Proviene, manco a dirlo, dal greco “soloikismòs”, derivato dalla città di Soli, in Cilicia, dove si parlava un greco assai scorretto. I Greci, dunque, chiamarono “solecismi” tutte quelle parole che nella pronuncia, nella grafia e nei vari costrutti non rispecchiavano la “purezza” della lingua.

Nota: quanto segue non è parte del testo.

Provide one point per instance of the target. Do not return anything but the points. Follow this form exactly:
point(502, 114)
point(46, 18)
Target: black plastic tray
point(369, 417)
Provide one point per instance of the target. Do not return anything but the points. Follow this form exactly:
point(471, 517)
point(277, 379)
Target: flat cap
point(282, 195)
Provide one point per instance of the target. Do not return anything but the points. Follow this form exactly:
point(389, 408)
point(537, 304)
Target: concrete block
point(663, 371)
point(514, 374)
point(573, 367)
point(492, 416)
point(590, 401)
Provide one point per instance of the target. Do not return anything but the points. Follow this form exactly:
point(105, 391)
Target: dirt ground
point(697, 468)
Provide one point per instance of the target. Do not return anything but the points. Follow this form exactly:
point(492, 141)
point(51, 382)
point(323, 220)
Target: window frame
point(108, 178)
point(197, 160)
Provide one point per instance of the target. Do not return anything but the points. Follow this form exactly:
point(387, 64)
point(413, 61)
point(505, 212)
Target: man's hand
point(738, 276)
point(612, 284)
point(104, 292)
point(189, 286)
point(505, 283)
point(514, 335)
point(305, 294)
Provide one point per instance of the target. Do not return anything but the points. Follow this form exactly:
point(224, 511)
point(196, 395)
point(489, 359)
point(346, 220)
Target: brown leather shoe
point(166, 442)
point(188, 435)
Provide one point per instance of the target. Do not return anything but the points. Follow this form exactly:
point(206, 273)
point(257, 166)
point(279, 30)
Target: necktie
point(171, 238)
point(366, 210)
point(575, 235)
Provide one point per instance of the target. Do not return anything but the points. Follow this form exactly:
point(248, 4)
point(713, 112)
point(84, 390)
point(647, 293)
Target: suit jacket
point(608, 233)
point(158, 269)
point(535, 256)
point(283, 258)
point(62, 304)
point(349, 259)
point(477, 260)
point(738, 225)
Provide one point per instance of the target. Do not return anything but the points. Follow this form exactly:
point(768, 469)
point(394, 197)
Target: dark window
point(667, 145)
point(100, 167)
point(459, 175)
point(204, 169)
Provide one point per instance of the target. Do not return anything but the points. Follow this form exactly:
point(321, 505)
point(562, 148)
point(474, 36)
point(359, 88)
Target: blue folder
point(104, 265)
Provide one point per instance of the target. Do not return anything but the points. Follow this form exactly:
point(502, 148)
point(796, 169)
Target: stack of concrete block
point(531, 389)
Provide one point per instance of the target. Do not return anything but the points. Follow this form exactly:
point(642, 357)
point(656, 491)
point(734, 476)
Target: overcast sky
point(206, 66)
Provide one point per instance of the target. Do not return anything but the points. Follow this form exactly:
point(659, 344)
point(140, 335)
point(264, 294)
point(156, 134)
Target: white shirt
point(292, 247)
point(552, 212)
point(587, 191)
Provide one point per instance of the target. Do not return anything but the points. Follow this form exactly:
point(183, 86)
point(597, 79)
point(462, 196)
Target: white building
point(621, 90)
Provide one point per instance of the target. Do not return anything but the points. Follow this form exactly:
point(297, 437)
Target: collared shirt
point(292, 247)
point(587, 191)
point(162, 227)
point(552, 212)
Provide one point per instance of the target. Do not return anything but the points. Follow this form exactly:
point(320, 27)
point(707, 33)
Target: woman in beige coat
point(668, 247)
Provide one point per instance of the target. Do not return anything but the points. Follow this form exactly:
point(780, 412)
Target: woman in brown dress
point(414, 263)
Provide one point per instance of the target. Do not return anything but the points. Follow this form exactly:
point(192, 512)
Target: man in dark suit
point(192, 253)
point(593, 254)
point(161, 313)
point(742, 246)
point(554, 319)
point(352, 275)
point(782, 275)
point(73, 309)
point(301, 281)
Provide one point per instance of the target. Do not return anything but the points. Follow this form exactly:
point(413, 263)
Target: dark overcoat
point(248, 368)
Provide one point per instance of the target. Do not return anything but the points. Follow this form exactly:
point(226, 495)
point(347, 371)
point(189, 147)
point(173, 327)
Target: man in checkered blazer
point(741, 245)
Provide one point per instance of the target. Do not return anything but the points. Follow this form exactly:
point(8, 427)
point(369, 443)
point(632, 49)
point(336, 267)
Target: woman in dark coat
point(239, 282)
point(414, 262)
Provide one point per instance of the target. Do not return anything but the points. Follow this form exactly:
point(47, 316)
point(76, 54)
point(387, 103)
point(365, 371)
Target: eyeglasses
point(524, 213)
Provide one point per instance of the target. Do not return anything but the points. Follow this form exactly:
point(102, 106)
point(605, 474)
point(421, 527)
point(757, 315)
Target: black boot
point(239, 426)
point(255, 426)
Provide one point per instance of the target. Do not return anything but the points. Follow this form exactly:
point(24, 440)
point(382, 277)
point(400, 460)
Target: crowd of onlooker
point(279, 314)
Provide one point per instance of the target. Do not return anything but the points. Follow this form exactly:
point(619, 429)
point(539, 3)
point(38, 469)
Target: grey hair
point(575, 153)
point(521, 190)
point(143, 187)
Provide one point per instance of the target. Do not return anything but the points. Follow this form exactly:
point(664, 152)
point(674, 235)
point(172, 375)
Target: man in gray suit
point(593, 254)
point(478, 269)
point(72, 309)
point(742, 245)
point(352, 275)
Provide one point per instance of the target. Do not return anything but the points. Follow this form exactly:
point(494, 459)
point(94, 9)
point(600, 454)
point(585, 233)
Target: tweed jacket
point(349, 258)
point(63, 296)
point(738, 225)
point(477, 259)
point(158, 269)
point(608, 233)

Il termine è poi giunto a noi con lo stesso significato: grossolano errore. Sono solecismi, vale a dire veri e propri errori, per esempio, “piú meglio”, “a gratis”, “vadi”, “venghi”, “un’uomo”, “coscenza”, “soddisfando”, “stassi”, “se mi darebbero”, “ce n’è molti”, “la meglio cosa”, “ci ho detto”, “gli uovi”, “è bello come tu”.
Potremmo continuare ancora essendo molti i solecismi riferiti alla pronuncia: “zàffiro” in luogo di “zaffíro”; “rùbrica” invece di “rubríca”; “leccòrnia” in luogo di “leccornía”; “guàina” in luogo di “guaína”; “mòllica” invece di “mollíca”; “pesuàdere” al posto di “persuadére”, “autodròmo”, "àmaca".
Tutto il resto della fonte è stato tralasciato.